Eiseres heeft ook anderszins geen feiten en omstandigheden gesteld die kunnen leiden tot het oordeel dat het te laat indienen van het beroepschrift verschoonbaar is. De rechtbank is dan ook van oordeel dat het beroep van eiseres voor zover het zich richt tegen de uitspraak op bezwaar van 6 juli 2012 wegens termijnoverschrijding niet-ontvankelijk verklaard dient te worden.

9.

Eiseres heeft daarnaast beroep ingesteld tegen de brief van 2 april 2013 van verweerder (zie 1.6 en 1.8). Het onder 6. overwogene brengt naar het oordeel van de rechtbank tevens mee dat de op de brief van 29 november 2012 volgende correspondentie, waaronder de door eiseres genoemde brief van verweerder van 2 april 2013, niet plaatsvond in het kader van de behandeling van het bezwaar. Dit betekent dat deze brief van verweerder – wat er overigens van zij – niet is aan te merken als een beslissing waartegen op grond van artikel 7:1, tweede lid, van de Awb beroep kan worden ingesteld. Voor zover het beroep zich dan ook richt tegen deze brief van verweerder, dient het beroep niet-ontvankelijk te worden verklaard.

10.

Ten slotte heeft eiseres beroep ingesteld tegen de kennisgeving van vervallen van uitstel van betaling van 20 maart 2013 (zie 1.4. en 1.8). De rechtbank overweegt hieromtrent dat een beslissing van de ontvanger om het uitstel van betaling te beëindigen of om geen uitstel van betaling (meer) te verlenen niet in een procedure tegen de (niet-ontvankelijkheid van het bezwaar tegen de) naheffingsaanslag omzetbelasting aan de orde kan komen nu de rechter in belastingzaken niet bevoegd is te oordelen over de rechtmatigheid van de door de ontvanger genomen invorderingsmaatregelen of het uitblijven van dergelijke maatregelen.

11.

Het voorgaande leidt tot de conclusie dat de beroepen van eiseres niet-ontvankelijk dienen te worden verklaard. Dit brengt mee dat de rechtbank niet toekomt aan een beoordeling van de bij 2. vermelde geschilpunten.

Proceskosten

De rechtbank ziet geen aanleiding voor een proceskostenveroordeling.

Beslissing

De rechtbank verklaart de beroepen niet-ontvankelijk.

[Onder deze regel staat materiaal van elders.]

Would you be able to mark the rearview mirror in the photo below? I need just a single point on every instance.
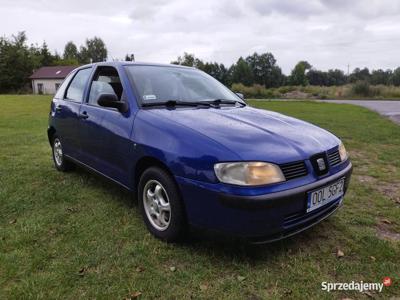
(241, 96)
(111, 100)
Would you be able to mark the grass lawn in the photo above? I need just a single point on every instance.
(75, 235)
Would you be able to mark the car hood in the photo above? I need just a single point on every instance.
(254, 134)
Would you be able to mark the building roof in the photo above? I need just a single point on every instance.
(55, 72)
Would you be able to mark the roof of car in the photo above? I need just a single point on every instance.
(127, 63)
(53, 72)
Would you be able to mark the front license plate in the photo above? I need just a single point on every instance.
(325, 195)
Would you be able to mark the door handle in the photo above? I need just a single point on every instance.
(84, 115)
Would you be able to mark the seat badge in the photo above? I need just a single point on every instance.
(321, 164)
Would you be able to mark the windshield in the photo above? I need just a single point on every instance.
(159, 84)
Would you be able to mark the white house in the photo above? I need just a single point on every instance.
(47, 80)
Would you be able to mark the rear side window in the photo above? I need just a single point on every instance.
(61, 90)
(77, 87)
(105, 81)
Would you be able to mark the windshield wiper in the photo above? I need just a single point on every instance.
(173, 103)
(218, 102)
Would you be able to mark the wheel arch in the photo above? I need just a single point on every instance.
(146, 162)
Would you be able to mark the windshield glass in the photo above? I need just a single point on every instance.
(160, 84)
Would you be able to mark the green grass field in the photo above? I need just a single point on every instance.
(76, 236)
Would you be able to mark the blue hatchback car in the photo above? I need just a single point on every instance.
(195, 153)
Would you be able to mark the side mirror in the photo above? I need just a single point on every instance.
(111, 100)
(241, 96)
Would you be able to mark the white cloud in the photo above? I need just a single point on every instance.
(327, 33)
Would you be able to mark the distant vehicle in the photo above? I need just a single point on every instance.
(195, 153)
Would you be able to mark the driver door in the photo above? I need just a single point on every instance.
(105, 132)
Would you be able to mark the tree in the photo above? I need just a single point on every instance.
(264, 69)
(94, 51)
(188, 60)
(16, 63)
(359, 75)
(298, 75)
(316, 77)
(130, 57)
(395, 78)
(242, 73)
(47, 58)
(70, 51)
(380, 77)
(336, 77)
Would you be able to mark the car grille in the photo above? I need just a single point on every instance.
(334, 158)
(294, 170)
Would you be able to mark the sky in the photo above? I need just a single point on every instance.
(327, 33)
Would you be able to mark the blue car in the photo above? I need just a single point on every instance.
(195, 153)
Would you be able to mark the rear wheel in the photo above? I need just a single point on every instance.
(60, 162)
(161, 205)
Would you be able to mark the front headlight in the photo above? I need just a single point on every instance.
(342, 152)
(248, 173)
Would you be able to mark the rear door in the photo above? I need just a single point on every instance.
(67, 104)
(105, 132)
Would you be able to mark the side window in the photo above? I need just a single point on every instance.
(77, 86)
(105, 81)
(61, 90)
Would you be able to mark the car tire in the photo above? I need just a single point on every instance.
(60, 162)
(161, 205)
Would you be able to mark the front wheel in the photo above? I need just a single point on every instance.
(161, 205)
(60, 162)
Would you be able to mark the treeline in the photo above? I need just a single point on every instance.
(262, 69)
(18, 60)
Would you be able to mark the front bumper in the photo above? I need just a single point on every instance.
(260, 218)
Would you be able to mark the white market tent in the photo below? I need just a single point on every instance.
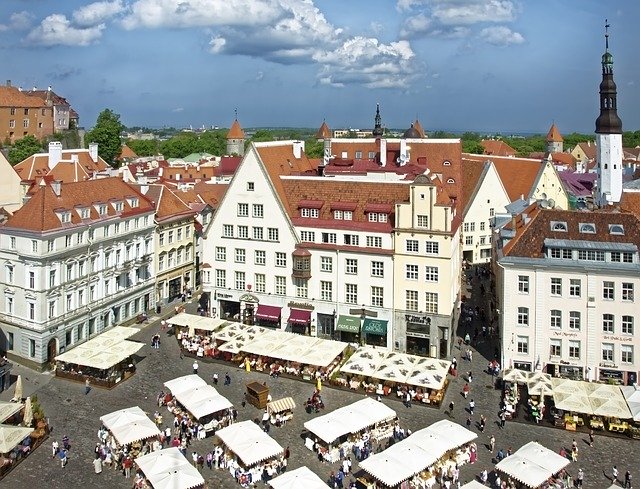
(532, 464)
(397, 367)
(169, 469)
(349, 419)
(414, 454)
(299, 478)
(250, 444)
(129, 425)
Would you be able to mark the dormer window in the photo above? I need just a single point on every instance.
(616, 229)
(587, 228)
(559, 226)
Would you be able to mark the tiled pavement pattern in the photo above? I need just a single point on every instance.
(75, 414)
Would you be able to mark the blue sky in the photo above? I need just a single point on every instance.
(486, 65)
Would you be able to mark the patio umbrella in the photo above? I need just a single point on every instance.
(17, 396)
(28, 413)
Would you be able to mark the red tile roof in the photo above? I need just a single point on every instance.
(39, 213)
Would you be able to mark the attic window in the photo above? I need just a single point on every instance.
(587, 228)
(616, 229)
(558, 226)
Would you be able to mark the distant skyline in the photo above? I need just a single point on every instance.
(479, 65)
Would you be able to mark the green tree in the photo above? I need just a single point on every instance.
(106, 133)
(23, 148)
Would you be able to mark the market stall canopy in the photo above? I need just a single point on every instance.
(8, 409)
(250, 444)
(284, 404)
(129, 425)
(169, 469)
(298, 479)
(11, 436)
(532, 464)
(414, 454)
(349, 419)
(185, 383)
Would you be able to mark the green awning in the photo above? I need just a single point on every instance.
(349, 324)
(375, 326)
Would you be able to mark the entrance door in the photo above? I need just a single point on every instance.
(52, 350)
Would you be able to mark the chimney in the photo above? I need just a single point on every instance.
(56, 186)
(93, 151)
(55, 153)
(298, 148)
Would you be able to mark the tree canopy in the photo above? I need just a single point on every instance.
(106, 133)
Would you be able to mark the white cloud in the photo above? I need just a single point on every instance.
(57, 30)
(97, 12)
(501, 36)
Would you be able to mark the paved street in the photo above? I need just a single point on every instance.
(75, 414)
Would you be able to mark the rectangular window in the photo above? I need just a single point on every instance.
(608, 290)
(556, 286)
(377, 269)
(221, 278)
(261, 281)
(556, 318)
(608, 323)
(281, 285)
(431, 302)
(574, 349)
(221, 253)
(523, 316)
(377, 296)
(574, 319)
(627, 291)
(351, 293)
(326, 290)
(240, 281)
(523, 344)
(411, 300)
(627, 324)
(351, 266)
(607, 352)
(411, 272)
(412, 246)
(523, 284)
(241, 255)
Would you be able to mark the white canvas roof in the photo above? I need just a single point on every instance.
(129, 425)
(299, 478)
(412, 455)
(250, 444)
(349, 419)
(532, 464)
(169, 469)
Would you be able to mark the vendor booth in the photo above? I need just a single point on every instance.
(421, 458)
(301, 478)
(533, 465)
(104, 360)
(169, 469)
(130, 425)
(342, 428)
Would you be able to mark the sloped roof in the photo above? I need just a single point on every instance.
(497, 147)
(39, 213)
(554, 134)
(236, 131)
(530, 236)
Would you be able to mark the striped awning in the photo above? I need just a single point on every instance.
(284, 404)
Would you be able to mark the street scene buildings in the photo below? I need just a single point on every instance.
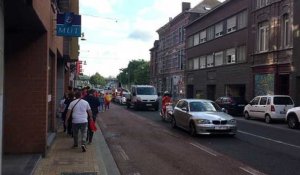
(238, 48)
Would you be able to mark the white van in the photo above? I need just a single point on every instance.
(269, 107)
(143, 96)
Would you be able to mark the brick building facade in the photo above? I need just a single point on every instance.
(34, 71)
(216, 51)
(273, 49)
(168, 58)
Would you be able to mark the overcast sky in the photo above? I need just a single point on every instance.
(118, 31)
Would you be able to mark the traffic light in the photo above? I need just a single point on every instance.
(79, 70)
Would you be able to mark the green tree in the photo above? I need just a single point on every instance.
(97, 79)
(137, 72)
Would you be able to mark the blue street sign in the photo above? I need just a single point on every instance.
(68, 24)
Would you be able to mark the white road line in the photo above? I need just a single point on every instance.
(204, 149)
(276, 141)
(251, 171)
(121, 152)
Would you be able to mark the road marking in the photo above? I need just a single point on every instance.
(121, 152)
(207, 150)
(251, 171)
(276, 141)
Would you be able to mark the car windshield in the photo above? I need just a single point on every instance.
(204, 107)
(239, 100)
(146, 91)
(283, 101)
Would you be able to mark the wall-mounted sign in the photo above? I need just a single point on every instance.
(68, 24)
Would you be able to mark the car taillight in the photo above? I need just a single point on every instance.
(272, 108)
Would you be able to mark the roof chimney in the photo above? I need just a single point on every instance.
(186, 6)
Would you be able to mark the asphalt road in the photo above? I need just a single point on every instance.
(142, 144)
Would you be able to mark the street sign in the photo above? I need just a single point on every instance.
(68, 24)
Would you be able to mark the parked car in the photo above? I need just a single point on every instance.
(269, 107)
(232, 105)
(200, 116)
(143, 96)
(121, 99)
(293, 117)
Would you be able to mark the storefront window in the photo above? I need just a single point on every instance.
(264, 84)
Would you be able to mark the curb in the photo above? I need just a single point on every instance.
(104, 156)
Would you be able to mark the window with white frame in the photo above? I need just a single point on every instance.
(202, 62)
(191, 41)
(242, 19)
(210, 33)
(241, 54)
(263, 37)
(196, 39)
(262, 3)
(191, 62)
(231, 24)
(209, 60)
(181, 34)
(286, 30)
(203, 36)
(230, 56)
(219, 29)
(218, 58)
(196, 63)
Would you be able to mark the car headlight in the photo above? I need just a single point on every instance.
(202, 121)
(232, 121)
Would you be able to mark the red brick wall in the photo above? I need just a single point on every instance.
(25, 103)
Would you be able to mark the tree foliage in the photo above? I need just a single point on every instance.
(97, 79)
(137, 72)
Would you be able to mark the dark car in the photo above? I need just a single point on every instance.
(232, 105)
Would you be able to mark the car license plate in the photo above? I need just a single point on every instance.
(169, 108)
(221, 127)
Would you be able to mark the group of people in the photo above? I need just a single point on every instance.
(79, 108)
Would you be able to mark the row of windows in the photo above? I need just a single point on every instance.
(262, 3)
(264, 34)
(229, 56)
(227, 26)
(175, 37)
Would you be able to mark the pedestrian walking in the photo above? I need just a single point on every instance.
(107, 99)
(94, 104)
(80, 111)
(68, 126)
(101, 101)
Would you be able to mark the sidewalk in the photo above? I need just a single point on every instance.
(63, 160)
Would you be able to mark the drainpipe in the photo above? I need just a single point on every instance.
(1, 77)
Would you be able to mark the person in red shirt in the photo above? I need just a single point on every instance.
(165, 100)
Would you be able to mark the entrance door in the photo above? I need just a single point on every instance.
(283, 84)
(211, 92)
(190, 91)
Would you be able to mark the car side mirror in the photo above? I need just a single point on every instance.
(184, 109)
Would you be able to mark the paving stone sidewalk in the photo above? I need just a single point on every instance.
(62, 159)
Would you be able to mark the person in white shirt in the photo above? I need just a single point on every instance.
(80, 110)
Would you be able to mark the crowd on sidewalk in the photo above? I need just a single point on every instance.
(78, 110)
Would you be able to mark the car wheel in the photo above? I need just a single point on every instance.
(268, 118)
(135, 107)
(173, 122)
(246, 115)
(293, 122)
(192, 130)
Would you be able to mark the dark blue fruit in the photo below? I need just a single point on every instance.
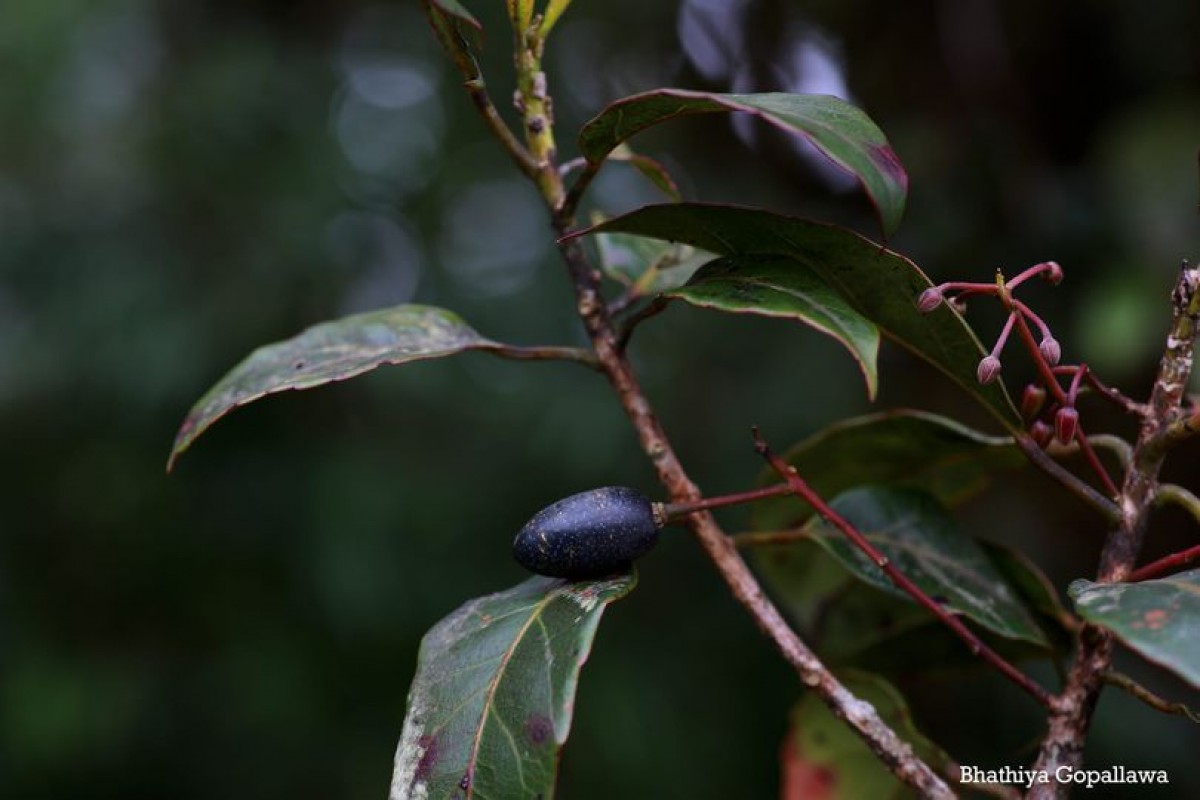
(588, 535)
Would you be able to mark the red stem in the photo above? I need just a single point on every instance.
(1048, 378)
(675, 511)
(1165, 564)
(977, 647)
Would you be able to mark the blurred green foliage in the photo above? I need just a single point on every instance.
(184, 181)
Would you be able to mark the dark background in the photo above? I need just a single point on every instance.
(181, 181)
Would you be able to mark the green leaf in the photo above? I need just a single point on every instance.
(333, 350)
(844, 133)
(521, 13)
(454, 26)
(823, 758)
(1158, 619)
(555, 10)
(491, 703)
(652, 170)
(918, 537)
(456, 11)
(778, 286)
(649, 264)
(852, 624)
(904, 447)
(881, 284)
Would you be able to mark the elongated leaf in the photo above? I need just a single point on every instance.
(491, 703)
(825, 759)
(652, 170)
(330, 352)
(881, 284)
(923, 542)
(844, 133)
(778, 286)
(904, 447)
(648, 265)
(1159, 619)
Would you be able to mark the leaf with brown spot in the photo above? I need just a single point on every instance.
(329, 352)
(495, 691)
(1157, 619)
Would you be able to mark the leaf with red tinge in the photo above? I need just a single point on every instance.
(778, 286)
(1158, 619)
(491, 703)
(333, 350)
(840, 131)
(880, 284)
(653, 172)
(823, 759)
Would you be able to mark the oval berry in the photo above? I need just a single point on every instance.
(588, 535)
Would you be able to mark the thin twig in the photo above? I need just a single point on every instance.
(1071, 720)
(765, 539)
(1074, 485)
(1115, 445)
(1153, 701)
(1116, 397)
(473, 80)
(677, 511)
(546, 353)
(892, 751)
(583, 180)
(900, 579)
(953, 773)
(1165, 564)
(653, 308)
(1180, 497)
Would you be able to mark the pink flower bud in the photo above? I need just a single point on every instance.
(1050, 350)
(1042, 433)
(1032, 401)
(1066, 422)
(929, 300)
(988, 371)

Deze uitspraak is gedaan door mr. G.B.A. Brummer, voorzitter, en mr. M. van den Bosch en mr. S.J. Swaters, leden, in aanwezigheid van mr. W. Kuik, griffier. De beslissing is in het openbaar uitgesproken op 21 augustus 2014.

w.g. griffier

w.g. voorzitter

Rechtsmiddel

Tegen deze uitspraak kan binnen zes weken na de dag van verzending daarvan hoger beroep worden ingesteld bij het gerechtshof Arnhem-Leeuwarden.